Neural networks and people identification

Our company presents a system of persons identification in streaming video objects based on neural networks.

Case: school buses carry children around the area. The issue is in the lack of control over drivers and unauthorized passengers carried.

Neural networks and people identification image 1

Intelli LLC introduced a solution based on neural networks. A video recorder with an LTE / 3G / Wi-Fi module is installed in the bus, which, in the presence of high-speed Internet connection, transmits the video stream to the servers of the GPSM data center. When the bus moves outside the range of high-speed Internet, data is recorded on the hard drive built into the DVR. As soon as communication resumes, the system provides access to the recorded data.

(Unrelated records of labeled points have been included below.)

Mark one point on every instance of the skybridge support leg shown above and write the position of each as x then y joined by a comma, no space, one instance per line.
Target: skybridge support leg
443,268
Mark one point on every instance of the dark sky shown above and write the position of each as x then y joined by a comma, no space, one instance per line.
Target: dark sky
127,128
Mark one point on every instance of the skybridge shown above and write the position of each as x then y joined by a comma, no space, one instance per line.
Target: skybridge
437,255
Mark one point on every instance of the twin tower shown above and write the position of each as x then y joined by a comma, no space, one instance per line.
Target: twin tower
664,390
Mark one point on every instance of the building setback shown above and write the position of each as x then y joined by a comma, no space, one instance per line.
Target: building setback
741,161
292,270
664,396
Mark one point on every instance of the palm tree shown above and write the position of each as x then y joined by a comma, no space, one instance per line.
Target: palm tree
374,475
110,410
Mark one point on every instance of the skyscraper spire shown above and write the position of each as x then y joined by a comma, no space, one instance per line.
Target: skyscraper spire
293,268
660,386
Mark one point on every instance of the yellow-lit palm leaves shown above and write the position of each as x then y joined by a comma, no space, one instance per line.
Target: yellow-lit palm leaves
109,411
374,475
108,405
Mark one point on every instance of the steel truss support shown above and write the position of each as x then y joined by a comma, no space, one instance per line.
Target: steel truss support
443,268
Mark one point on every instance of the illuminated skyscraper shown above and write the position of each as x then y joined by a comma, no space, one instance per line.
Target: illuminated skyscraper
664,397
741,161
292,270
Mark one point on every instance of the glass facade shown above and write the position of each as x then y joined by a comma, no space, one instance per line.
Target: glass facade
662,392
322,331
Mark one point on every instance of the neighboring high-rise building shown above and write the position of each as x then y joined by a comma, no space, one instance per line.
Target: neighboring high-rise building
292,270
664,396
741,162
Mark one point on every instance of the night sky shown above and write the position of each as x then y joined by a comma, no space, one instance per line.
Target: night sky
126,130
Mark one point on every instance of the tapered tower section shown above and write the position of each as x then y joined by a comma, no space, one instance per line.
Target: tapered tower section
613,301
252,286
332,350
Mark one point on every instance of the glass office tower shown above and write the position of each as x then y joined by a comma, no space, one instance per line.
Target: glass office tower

The first stage of the system implementation is online video surveillance with video broadcasting from the bus, the GPS tracking and driving style of the driver (control of aggressive driving).

A neural network analyzes the video stream and identifies people on the bus. After passing several cycles of training the neural network (usually 3-4 weeks), the system begins to determine the permitted and unauthorized passengers.

Below is a diagram of the system.Neural networks and people identification image 2

If the driver took not allowed passenger on the bus, the system detects the appearance of the stranger on the bus and generates a report on this event. Photos of the stranger, the place where the stranger appeared on the bus, the driver’s actions are sent in the form of a notification and report to the system dispatcher, who is obliged to initiate an investigation and report the incident to management.

The most important property of the system is learning ability. Deep learning leads to high accuracy in identifying objects of any complexity and overtime exceeds the ability to recognize objects of a human.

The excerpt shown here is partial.